Our team will develop fundamental and generalizable computational advances.
- Develop a computational theory of local-to-global dynamics over multi-scale multi-layer (MSML) networks.
- Develop computational foundations for forecasting, control, and optimization problems in epidemiology.
- Discover fundamental limits to forecasting and inference.
- Develop new statistical and machine learning techniques for ensemble modeling, spatial detection of weak signals, and change detection.
- Explore the use of crowdsourced and active learning methods for inferring individual and community level awareness and behavioral changes.
- Characterize the joint effects of network structure and local interactions on spreading processes.
- Develop HPC-enabled rigorous solutions for scalable validation, calibration, sensitivity analysis, and uncertainty quantification for spreading processes on MSML networks.
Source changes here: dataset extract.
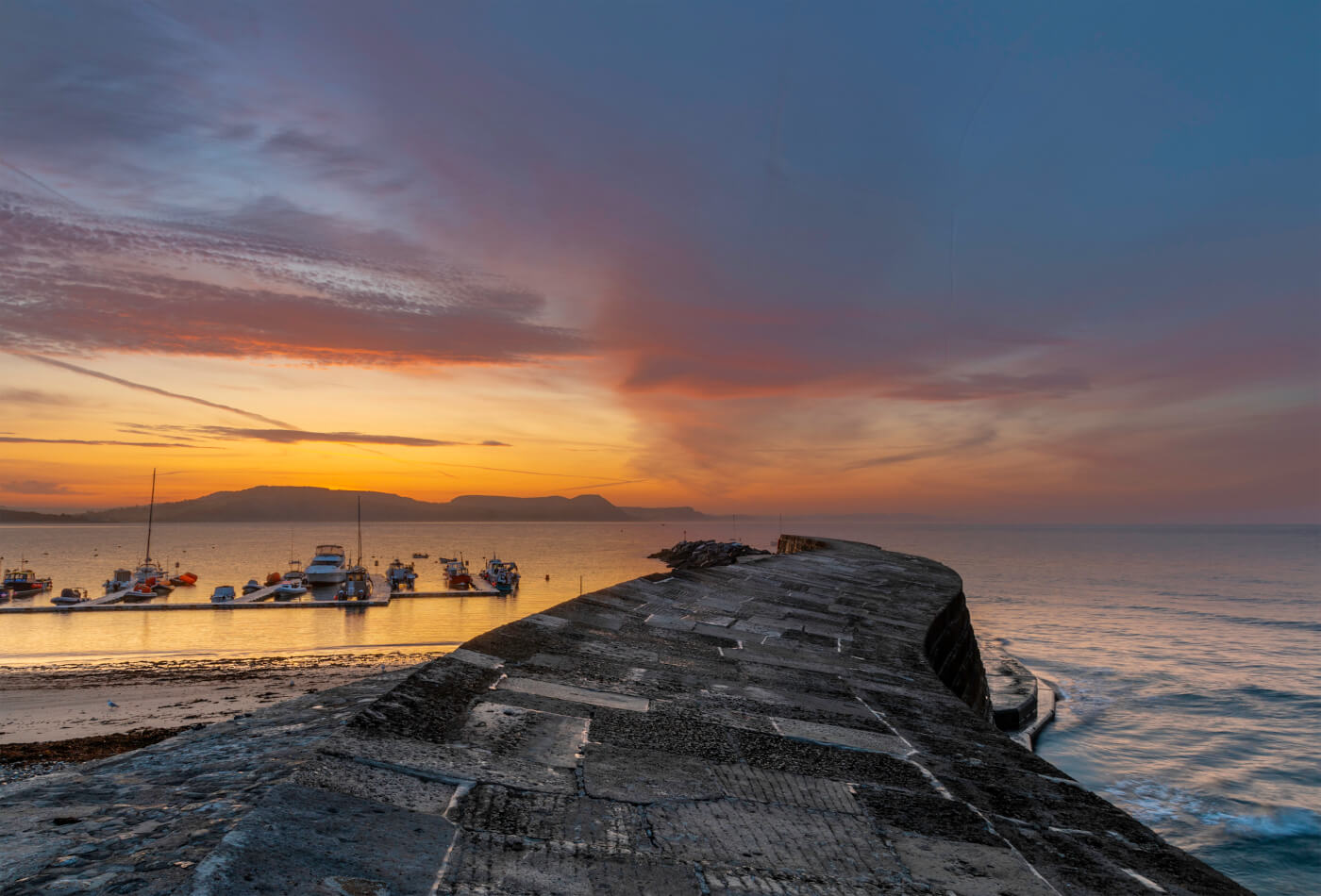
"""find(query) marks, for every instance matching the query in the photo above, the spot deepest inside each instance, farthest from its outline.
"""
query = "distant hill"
(293, 503)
Expected outcomes and computational advances:
- Foundations of computational network science, especially with respect to:
- an algorithmic local-to-global theory that seeks to understand the composed dynamics as a function of network structure and local dynamics, and
- algorithmic foundations of spreading processes over MSML networks.
- Rigorous algorithms and practical scalable methods for inferring properties of MSML networks.
- New theory-guided deep learning methods that work on MSML networks and operate on sparse observational data.
- New methods for transfer learning that can be used to develop innovative interventions based on a particular disease in a specific region to another disease in a related region.